We also discovered that PLAG1 induces expression of several genes that promote apoptosis including Bax (Figs. 2, 3). Two putative PLAG1 consensus binding sites were identified in region −158 to −142 and −99 to −82 of the Bax promoter, which was transactivated by PLAG1 (Fig. 4). Additionally, Bax expression can also be directly induced by p53 (Chipuk et al. 2004), indicating that Bax is involved in p53-mediated apoptosis. Low Bax expression is an independent, negative prognostic marker in multivariate regression analysis independent of p53 status(Grabowski et al. 2006; Nehls et al. 2005; Schelwies et al. 2002; Sturm et al. 1999). Therefore, activation of Bax by PLAG1 in tumors is consistent with the pathological and prognostic characteristics of pleomorphic adenoma—a benign (partially borderline) tumor with low recurrence and metastatic potential.

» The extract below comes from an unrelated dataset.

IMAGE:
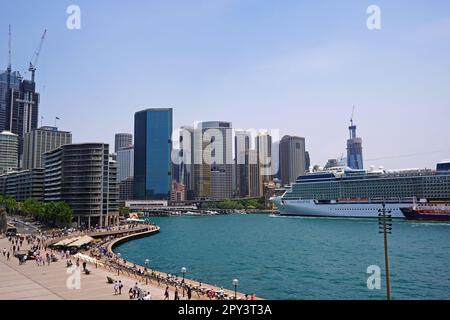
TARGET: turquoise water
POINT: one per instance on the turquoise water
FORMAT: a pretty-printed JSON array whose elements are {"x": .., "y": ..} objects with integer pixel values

Another two genes identified in our study that promote apoptosis are Fas (also CD95) and TRAIL-R/DR5, both of which belong to the tumor necrosis factor receptor superfamily. Activation of p53 can also induce expression of Fas and TRAIL-R/DR5 (Wu et al. 2000), and the direct transactivation of the promoters of Fas and TRAIL-R/DR5 by PLAG1 has also been described (Fig. 4).

The data we provide here show that PLAG1 functions as both an oncogene and as a tumor suppressor. Indeed, PLAG1 induces expression of some genes that promote cellular growth and others that inhibit proliferation. This may be described as the dual role of oncogene induction. The activation of oncogenes occurs in most tumors and is believed to play an important role in tumorigenesis. However, in many tissues, there are numerous neoplastic lesions that rarely become overt cancers, including established benign tumors such as melanocytic nevi (Pollock et al. 2003). The mechanism was known as oncogene-induced cell senescence involving p53 pathway and pRb pathway. Moreover, apoptotic cell death may be triggered by oncogene-driven cellular proliferation, sometimes directly (Bartkova et al. 2005; Gorgoulis et al. 2005). Thus, tumors resulting from PLAG1 overexpression, including pleomorphic adenomas, lipoblastomas, hepatoblastomas, and leiomyomas, may be described as benign or low-grade malignant tumors because of the dual action of PLAG1 in these diseases. A potential role of PLAG1 was indicated in regulation of oncogene-induced cell senescence.